It's fun to see Brazil through the eyes of my four-year-old granddaughter, Gabriella, because she's loquacious and uninhibited. Her first days in Brazil were most remarkable because everything was a "first-time experience". Here's some samples:
THE BUGS
me: there goes a mosquito.
she (looking scared): I think I'll get down from my bed. (bunkbed)
she (looking at the floor): There's a bug, Grandma!
me: That's just a mark on the tile.
she (looking up at the table where a fly has just landed): Grandma, what's that?

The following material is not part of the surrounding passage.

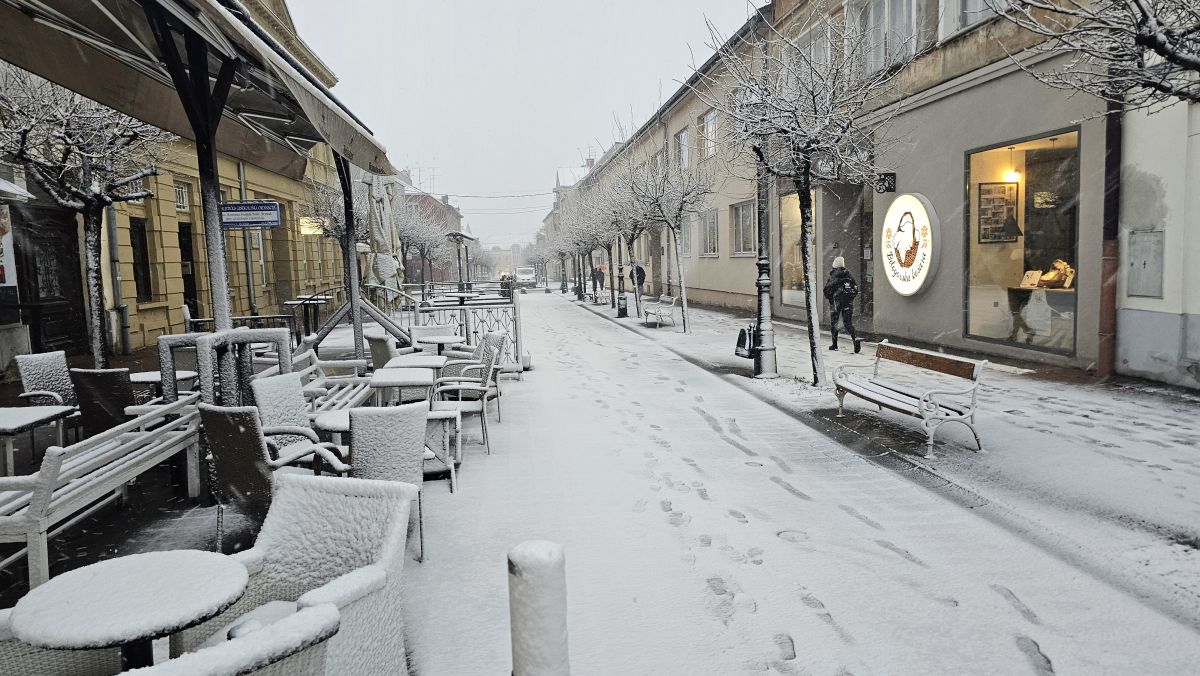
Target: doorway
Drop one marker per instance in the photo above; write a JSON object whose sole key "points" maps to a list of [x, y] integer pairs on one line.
{"points": [[51, 281]]}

me: a fly. Just wave your hand at it and it will go away and I procede to teach her the song, "Shoo, fly! Don't bother me!"
THE TOILET
Another "scary" incident was when Gabriella accidently threw the toilet paper in the toilet. You might be asking, isn't that where toilet paper is supposed to go? Well, not in this country. Here we throw toilet paper in the wastebasket, and Gabriella had been carefully instructed on this matter before even arriving in Brazil. Her first day here she told me several times that she didn't know how to use the bathroom here and asked me to go with her. So, I showed her how. A couple of days later when our house was full of family members who'd arrived to see them, and we adults were sitting around the kitchen table talking and probably eating, we heard a loud wail and soon Gabriella appeared, panties down, crying her heart out. We all wondered what terrible thing had happened to her and then she sobbed, "I forgot and put the paper in the toilet! Waaaaaa!" Aunties came scurrying around to comfort little Gabriella, one even rescuing some of the paper from its demise, as we all tried to reassure her everything would be all right!!
And it was!
PORTUGUESE
Little by little Gabriella is getting courageous enough to try out a new Portuguese word. She babbles once in a while thinking she is speaking Portuguese (but it isn't!!). Her new neighbor friend, João Vitor, is giving her informal lessons as they play together. (And I think he is learning more English than the other way around!)
Even children go through culture shock.